人気ブログランキング | 話題のタグを見る

11月6日(金)「温泉妖精」黒名ひろみ(すばる11月号)

すばる新人賞を受章した作品。子供のころ、両親が姉と二人をタレントにしたいと、地方から高速道路を深夜飛ばして、地方から東京へ毎週一家で通う・・。しかし、その目論見は成功せず、そのご母は癌で死に、一家離散して、今は介護施設で働いている岡本絵里。あるとき、怪しげな温泉ブログを読み、東北の温泉へ。髪を金髪に染めて、靑いいコンタクトレンズを嵌めて、外人のふりをしてその温泉の旅館に投宿する。ところが、その温泉、インチキで温泉は水道水で・・。その温泉で親の世代の、奇妙なニートあがりの事故破滅型男に会う・・・。この独身男は、親の遺産で使い切れないような金をもっているのだが、未成熟なロクデシ、それにしても主人公絵里も、職を転々、恋人もなく、言動や振る舞いはまったく希望も夢もない・・・、そういう女性として鮮やかに描けているからなおさら、一昔前のプロレタリア文学の蘇りのよう、それも革命の夢のない・・。

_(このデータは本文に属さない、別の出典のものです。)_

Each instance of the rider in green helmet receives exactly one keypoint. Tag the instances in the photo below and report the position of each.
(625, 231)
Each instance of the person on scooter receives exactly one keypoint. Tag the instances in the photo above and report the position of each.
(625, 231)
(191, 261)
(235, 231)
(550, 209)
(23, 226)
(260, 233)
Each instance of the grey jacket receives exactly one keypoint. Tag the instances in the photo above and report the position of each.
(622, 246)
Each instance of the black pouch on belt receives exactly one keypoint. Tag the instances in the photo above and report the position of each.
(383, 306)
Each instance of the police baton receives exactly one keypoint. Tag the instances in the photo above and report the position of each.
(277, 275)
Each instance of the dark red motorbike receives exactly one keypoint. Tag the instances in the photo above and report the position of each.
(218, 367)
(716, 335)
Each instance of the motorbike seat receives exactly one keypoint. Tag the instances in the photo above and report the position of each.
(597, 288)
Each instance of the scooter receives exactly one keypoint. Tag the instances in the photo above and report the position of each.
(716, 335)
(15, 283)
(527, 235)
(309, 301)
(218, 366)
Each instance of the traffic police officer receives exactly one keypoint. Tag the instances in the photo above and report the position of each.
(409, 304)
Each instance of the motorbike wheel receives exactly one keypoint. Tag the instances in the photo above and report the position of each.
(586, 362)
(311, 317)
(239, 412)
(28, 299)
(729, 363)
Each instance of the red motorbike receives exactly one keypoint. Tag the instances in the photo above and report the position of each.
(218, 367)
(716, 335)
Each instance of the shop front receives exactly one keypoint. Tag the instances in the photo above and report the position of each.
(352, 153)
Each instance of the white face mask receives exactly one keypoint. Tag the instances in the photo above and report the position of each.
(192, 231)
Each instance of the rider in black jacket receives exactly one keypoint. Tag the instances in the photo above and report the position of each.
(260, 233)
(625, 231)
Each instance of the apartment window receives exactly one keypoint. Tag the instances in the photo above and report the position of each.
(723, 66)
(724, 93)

・週刊金曜日の11月の「櫂未知子の金曜俳句」の兼題は「村祭」、今回は月光ほろり(堀切克洋)の句が3句、谷岡健彦の句が一句取られている。
 谷岡:”段取りを二三省いて村祭”
 月光:”初恋の人は子を連れて村祭”、”村祭いまだ博士という渾名”、そして特選”マルクス全集売られ村祭り”。いくらもう流行らないと言っても村祭の売店でマルクス全集など売っているのかしtら、フシギだ・・。撰者は”哀愁があります”と書いているが、なるほど”哀愁”なら、これ以上の哀愁はないだろうな・・。作る方も、選ぶ方もたいしたもの、感服した。ほんとにどこかで村祭りでマルクス全集が売られていたのだろうな・・。